Implantes osseointegrados em maxilares com pouca quantidade de osso
Por Dr. Mário Carlet
Com o advento da implantodontia de osseointegração, muitos casos que
antes não podiam ser solucionados ou cuja solução não agradava ao
paciente, passaram a ser resolvidos satisfatoriamente. Os
profissionais da odontologia sempre ansiaram em poder substituir
dentes perdidos sem necessitar lançar mão de próteses móveis ou de
desgastes dos dentes vizinhos, para a confecção de próteses fixas.
Porém, nem todos os pacientes apresentam condições estruturais para
receberem implantes osseointegrados. Com o passar dos anos, após as
extrações dos dentes, a quantidade de tecido ósseo da região vai
diminuindo gradativamente.
Muitos pacientes que desejam ser reabilitados total ou parcialmente,
com o emprego de implantes osseointegrados não dispõem de um capital
ósseo que permita a instalação das fixações. Além disso, a existência
de alguns acidentes anatômicos próximos, ou mesmo no interior dos ossos
maxilares contribui ainda mais para a dificuldade de certos casos.
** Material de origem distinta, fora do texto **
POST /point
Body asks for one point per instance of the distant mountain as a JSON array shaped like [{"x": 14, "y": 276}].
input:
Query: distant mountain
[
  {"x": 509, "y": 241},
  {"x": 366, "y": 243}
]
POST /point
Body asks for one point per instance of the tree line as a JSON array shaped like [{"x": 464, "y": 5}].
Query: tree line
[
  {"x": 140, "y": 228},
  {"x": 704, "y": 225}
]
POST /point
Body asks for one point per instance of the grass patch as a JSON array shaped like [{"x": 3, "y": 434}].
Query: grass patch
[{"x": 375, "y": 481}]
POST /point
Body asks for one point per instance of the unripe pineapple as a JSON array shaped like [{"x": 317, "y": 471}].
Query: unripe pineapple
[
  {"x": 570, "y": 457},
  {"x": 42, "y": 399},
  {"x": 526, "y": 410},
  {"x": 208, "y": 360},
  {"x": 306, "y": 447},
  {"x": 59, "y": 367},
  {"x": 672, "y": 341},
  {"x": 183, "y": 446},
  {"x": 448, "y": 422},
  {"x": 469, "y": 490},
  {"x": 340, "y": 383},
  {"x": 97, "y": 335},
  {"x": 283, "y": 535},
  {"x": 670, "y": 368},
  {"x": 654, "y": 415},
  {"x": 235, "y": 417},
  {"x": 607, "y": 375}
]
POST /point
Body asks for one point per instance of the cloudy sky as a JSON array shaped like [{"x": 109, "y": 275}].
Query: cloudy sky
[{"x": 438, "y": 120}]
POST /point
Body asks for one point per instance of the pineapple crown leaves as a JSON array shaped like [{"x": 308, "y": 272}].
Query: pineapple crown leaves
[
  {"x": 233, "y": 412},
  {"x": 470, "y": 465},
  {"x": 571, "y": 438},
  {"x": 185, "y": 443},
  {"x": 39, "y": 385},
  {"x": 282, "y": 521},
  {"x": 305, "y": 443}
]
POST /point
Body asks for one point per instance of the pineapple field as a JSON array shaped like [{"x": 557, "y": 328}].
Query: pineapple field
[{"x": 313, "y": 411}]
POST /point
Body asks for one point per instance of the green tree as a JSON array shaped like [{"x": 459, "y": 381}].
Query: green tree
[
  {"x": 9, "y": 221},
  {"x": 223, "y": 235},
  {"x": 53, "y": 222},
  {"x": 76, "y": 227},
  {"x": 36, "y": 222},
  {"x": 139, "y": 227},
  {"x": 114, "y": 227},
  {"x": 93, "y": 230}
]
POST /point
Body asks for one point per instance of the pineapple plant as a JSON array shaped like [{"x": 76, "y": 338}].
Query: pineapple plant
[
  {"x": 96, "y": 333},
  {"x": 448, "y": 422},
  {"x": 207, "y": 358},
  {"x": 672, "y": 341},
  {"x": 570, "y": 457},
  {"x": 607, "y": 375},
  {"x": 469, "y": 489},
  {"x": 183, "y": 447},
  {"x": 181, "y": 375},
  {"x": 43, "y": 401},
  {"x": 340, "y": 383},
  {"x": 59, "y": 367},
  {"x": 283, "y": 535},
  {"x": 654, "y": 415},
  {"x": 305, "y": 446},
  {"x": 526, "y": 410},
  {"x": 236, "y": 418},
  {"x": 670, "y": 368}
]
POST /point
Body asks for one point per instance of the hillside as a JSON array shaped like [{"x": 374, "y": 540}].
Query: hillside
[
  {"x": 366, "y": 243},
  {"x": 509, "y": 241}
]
Contudo, cada vez mais tem se buscado alternativas para contornar essas
dificuldades. Desde as técnicas de enxertos ósseos autógenos (aqueles
cujo osso é removido do próprio paciente), passando por enxertos de
osso de banco de ossos ou o uso de biomateriais até o emprego de
implantes especiais para casos mais complexos, como os implantes
zigomáticos, bem como técnicas de colocação de implantes de forma a
não invadir seios maxilares como os implantes inclinados foram sendo
propostas. Além disso, o emprego de implantes mais curtos, algo que
não era muito aceito anteriormente, hoje é técnica consagrada e
bastante previsível.
Desde a década de 80, os implantes estão cada vez mais difundidos
em nosso meio e vieram para ficar. Não há mais que se falar em casos
insolúveis, igualmente, existem casos mais complexos, mas todos
passíveis de serem resolvidos a contento.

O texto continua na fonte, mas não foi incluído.